Free on the Fourth


It’s the 4th of July, so let’s cover a few appropriate words, starting with freedom. Apropos of the holiday, the meaning that springs to mind is “exemption from arbitrary, despotic, or autocratic control; independence; civil liberty.”

The free- part of this word goes back to an Old English and Germanic sense. As opposed to a slave or servant, a free member of a household was related by kinship to the head of the household. Related words in various languages included endearment, love, and friend. The -dom suffix signified a state or condition. So it’s a homely and relatively uncomplicated word.
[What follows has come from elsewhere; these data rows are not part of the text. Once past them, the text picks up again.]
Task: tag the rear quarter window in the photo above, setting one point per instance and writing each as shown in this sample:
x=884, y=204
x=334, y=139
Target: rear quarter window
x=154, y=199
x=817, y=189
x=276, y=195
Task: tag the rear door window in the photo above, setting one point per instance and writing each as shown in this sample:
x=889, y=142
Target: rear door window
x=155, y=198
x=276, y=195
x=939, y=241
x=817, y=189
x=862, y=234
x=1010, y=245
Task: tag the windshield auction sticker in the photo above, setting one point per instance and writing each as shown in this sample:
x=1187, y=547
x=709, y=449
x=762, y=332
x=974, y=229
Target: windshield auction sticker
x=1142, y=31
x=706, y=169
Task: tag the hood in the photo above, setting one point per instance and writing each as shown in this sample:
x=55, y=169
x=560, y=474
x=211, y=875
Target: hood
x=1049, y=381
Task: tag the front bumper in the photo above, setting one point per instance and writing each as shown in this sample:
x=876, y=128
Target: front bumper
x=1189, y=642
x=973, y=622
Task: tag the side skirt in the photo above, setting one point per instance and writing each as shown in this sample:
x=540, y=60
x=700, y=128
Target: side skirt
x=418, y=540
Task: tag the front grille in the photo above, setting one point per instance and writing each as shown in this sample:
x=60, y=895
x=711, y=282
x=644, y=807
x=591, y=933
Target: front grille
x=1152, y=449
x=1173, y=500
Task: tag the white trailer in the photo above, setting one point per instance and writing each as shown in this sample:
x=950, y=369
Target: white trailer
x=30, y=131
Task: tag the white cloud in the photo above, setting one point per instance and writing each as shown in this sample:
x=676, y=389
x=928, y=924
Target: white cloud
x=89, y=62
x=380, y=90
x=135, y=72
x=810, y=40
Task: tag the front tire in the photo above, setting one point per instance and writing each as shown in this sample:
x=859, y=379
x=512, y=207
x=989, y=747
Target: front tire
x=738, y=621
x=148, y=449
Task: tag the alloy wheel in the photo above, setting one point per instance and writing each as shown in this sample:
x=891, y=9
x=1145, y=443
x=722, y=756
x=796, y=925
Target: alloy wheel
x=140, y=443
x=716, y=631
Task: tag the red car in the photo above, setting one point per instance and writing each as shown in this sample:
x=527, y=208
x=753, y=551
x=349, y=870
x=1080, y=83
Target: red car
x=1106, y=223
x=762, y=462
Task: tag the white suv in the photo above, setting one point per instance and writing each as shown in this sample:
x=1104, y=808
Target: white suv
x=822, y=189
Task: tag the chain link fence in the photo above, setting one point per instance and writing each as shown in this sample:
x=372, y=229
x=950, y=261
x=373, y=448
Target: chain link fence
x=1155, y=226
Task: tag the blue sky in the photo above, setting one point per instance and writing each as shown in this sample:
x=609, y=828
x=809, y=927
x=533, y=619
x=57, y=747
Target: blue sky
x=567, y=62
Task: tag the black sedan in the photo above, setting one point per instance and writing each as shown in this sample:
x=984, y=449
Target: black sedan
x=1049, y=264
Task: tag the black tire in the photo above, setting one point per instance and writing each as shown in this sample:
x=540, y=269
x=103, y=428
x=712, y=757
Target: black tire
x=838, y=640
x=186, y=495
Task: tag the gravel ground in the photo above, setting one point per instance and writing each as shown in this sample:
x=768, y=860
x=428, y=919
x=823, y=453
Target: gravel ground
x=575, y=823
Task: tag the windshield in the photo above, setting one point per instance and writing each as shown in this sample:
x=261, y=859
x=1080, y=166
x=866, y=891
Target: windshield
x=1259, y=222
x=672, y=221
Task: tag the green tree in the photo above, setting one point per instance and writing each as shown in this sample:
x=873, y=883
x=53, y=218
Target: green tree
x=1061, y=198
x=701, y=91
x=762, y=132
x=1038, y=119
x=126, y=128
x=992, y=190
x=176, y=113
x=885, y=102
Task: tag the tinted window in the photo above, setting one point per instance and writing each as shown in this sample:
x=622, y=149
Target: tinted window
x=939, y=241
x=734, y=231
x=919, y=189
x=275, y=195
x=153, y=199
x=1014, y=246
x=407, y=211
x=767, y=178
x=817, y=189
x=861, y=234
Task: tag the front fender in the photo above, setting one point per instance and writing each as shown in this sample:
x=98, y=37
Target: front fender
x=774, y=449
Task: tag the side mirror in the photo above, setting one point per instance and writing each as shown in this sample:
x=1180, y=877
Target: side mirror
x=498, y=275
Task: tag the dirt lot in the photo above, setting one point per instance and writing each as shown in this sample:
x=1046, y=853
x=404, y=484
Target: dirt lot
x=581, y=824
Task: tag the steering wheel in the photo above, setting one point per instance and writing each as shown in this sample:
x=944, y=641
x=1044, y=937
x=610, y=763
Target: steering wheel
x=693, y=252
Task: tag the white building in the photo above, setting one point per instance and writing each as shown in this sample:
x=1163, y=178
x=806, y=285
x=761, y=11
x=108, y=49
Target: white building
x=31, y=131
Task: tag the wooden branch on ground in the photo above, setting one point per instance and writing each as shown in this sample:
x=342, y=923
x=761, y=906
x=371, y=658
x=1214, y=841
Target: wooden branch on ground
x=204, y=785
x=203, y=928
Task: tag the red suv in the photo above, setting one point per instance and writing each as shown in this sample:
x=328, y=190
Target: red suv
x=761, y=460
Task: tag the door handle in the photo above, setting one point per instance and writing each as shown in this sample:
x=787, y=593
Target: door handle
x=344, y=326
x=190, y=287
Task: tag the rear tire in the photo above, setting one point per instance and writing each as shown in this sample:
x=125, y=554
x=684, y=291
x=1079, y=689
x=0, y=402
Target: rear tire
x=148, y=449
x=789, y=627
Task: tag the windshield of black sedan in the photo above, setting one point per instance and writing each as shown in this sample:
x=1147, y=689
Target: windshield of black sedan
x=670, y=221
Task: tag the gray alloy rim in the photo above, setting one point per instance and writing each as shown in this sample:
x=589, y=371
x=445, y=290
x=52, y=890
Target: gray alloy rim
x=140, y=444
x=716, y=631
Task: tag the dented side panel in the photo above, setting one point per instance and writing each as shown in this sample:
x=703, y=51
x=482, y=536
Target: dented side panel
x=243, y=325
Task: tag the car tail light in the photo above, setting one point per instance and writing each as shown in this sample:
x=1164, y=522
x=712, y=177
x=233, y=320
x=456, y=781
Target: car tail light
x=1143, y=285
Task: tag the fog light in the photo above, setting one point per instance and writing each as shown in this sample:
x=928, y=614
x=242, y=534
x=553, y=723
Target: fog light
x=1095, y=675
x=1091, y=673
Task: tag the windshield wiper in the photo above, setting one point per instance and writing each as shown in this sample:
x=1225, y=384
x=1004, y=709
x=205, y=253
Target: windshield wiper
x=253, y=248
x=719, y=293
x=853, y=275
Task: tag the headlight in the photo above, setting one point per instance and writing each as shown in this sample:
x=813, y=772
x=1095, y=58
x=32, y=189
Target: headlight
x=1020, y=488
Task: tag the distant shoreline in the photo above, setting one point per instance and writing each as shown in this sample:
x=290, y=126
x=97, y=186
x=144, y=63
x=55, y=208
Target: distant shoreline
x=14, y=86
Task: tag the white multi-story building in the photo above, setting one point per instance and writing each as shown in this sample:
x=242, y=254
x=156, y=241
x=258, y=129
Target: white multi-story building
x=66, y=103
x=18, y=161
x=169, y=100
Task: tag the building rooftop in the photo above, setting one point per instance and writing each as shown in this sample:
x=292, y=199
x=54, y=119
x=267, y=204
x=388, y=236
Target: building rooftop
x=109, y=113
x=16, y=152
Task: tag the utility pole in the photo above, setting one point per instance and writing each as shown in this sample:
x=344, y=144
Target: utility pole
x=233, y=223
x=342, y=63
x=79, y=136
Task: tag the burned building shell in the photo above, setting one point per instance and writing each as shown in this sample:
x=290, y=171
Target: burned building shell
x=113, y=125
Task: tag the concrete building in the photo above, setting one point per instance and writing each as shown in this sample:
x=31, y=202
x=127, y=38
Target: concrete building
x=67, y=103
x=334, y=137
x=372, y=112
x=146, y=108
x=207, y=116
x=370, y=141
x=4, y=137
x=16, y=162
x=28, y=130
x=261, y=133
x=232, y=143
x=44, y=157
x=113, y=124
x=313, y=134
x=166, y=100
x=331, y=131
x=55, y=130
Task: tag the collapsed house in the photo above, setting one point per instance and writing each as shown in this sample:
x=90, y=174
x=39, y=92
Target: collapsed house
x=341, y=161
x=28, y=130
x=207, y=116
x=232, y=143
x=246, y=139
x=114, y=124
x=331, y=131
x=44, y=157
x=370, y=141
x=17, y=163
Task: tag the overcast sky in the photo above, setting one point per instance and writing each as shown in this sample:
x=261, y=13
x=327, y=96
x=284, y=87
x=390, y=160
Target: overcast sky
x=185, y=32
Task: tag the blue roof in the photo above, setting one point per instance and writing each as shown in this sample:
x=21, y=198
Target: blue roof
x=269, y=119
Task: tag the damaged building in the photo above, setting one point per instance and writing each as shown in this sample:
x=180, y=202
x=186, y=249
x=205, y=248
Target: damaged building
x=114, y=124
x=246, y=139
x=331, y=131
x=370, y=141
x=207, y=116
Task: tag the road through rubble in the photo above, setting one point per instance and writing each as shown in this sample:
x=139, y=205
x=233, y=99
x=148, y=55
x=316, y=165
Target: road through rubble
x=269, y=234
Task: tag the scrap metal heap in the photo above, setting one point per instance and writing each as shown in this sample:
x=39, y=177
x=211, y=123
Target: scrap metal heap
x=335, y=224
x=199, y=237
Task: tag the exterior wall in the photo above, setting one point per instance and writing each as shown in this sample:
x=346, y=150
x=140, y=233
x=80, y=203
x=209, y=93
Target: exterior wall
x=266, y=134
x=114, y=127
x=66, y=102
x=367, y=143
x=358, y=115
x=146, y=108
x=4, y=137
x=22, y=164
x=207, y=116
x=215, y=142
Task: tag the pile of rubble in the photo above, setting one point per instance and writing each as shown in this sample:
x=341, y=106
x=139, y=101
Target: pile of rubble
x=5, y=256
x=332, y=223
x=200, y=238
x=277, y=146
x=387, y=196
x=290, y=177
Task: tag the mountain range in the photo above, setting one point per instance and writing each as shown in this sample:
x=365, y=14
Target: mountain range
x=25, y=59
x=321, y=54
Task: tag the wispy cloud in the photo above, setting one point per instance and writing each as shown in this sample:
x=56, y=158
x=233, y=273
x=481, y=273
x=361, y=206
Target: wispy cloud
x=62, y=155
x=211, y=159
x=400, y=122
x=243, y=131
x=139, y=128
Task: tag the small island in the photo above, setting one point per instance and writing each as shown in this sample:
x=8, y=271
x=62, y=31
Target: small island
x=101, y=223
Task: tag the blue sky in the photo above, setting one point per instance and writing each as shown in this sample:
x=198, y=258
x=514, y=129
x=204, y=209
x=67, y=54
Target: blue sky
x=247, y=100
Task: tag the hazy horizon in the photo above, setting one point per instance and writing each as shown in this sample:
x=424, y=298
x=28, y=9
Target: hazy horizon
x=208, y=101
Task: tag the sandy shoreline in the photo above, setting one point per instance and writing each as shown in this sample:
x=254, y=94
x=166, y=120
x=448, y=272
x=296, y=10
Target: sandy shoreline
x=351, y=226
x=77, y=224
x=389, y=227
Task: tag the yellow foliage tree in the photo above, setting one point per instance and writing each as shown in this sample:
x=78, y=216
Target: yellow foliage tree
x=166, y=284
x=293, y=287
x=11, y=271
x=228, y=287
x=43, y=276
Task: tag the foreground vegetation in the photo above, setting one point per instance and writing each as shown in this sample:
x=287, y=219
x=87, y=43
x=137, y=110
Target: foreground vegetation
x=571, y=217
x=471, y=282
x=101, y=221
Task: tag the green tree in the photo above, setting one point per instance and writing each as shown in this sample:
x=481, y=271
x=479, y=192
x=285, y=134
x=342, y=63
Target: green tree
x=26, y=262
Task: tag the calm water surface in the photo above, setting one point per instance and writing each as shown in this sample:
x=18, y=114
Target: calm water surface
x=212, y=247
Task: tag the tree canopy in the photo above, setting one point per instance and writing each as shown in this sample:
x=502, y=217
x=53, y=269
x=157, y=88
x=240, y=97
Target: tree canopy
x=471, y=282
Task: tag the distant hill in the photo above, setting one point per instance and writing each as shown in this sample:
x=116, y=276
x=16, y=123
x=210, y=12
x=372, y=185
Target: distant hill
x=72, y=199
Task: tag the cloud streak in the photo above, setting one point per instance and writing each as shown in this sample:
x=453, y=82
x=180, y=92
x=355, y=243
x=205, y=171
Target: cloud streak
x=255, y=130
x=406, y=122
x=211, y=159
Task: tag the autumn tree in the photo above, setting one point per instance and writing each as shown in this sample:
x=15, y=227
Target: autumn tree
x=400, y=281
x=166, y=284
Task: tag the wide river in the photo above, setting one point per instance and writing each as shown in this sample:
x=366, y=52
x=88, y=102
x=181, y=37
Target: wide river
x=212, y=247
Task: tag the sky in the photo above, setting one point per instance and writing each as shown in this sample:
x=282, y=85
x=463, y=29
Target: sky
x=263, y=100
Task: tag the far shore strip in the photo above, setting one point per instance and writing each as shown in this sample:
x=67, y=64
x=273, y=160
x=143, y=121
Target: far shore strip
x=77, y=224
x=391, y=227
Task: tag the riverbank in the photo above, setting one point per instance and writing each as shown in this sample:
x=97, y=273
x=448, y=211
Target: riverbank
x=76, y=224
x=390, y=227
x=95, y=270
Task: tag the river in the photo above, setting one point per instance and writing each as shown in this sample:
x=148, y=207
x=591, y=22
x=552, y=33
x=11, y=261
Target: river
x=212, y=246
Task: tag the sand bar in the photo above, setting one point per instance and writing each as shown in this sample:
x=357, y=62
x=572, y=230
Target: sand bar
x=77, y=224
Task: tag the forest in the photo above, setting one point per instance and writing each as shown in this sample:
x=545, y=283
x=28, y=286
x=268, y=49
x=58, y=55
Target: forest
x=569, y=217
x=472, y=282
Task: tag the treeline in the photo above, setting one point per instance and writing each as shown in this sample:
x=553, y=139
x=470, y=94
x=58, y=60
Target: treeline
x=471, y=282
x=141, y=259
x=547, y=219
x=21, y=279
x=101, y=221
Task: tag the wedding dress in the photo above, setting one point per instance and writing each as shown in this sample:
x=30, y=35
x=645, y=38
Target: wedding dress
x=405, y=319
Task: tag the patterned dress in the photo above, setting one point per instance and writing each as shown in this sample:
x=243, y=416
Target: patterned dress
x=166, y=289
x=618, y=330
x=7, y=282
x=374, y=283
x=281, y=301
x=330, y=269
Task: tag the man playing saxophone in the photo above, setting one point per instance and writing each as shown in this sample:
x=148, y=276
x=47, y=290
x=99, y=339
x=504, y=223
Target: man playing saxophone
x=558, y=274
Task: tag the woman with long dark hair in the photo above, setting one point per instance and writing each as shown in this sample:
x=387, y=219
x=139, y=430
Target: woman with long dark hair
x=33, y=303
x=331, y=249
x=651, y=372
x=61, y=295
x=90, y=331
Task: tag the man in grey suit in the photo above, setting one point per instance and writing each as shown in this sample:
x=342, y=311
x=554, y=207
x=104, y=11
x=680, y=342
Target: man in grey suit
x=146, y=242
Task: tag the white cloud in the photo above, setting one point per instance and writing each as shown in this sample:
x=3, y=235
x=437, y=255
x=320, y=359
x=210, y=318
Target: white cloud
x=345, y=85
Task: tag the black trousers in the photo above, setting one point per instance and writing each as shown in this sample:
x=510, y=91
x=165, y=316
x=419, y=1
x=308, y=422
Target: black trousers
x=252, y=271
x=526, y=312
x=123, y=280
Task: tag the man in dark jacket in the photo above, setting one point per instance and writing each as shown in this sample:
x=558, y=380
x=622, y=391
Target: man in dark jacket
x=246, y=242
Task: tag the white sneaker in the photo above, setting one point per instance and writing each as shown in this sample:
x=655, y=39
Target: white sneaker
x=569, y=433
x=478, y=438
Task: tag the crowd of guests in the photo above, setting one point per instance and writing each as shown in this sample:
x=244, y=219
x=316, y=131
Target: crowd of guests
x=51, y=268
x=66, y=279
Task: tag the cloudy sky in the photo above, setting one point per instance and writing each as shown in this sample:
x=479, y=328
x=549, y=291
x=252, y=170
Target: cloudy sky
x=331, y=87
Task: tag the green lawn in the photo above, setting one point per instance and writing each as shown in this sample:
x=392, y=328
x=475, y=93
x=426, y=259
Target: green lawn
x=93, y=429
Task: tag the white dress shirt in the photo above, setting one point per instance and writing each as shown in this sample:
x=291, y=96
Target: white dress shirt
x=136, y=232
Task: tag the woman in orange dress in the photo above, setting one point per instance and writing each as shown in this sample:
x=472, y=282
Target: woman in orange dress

The word liberty tracks back to the Latin adjective liber, free, so we can see why freedom and liberty are considered such tight synonyms. Of the two, freedom is the more general and wide-ranging. Liberty focuses a bit more narrowly on the power to choose. (Complicating things, there was an unconnected Latin noun, liber, that meant either the bark of a tree or a book, since bark was an early writing material.)

Finally, there is independence, which Americans celebrate on this day. Originally, something dependent was hanging down, pendent, like a wasp's nest. This developed into the concept of having one’s existence contingent on someone or something else--in other words, being subordinate. The -in prefix happens to be the negative version, so something independent is not contingent on another; it is free.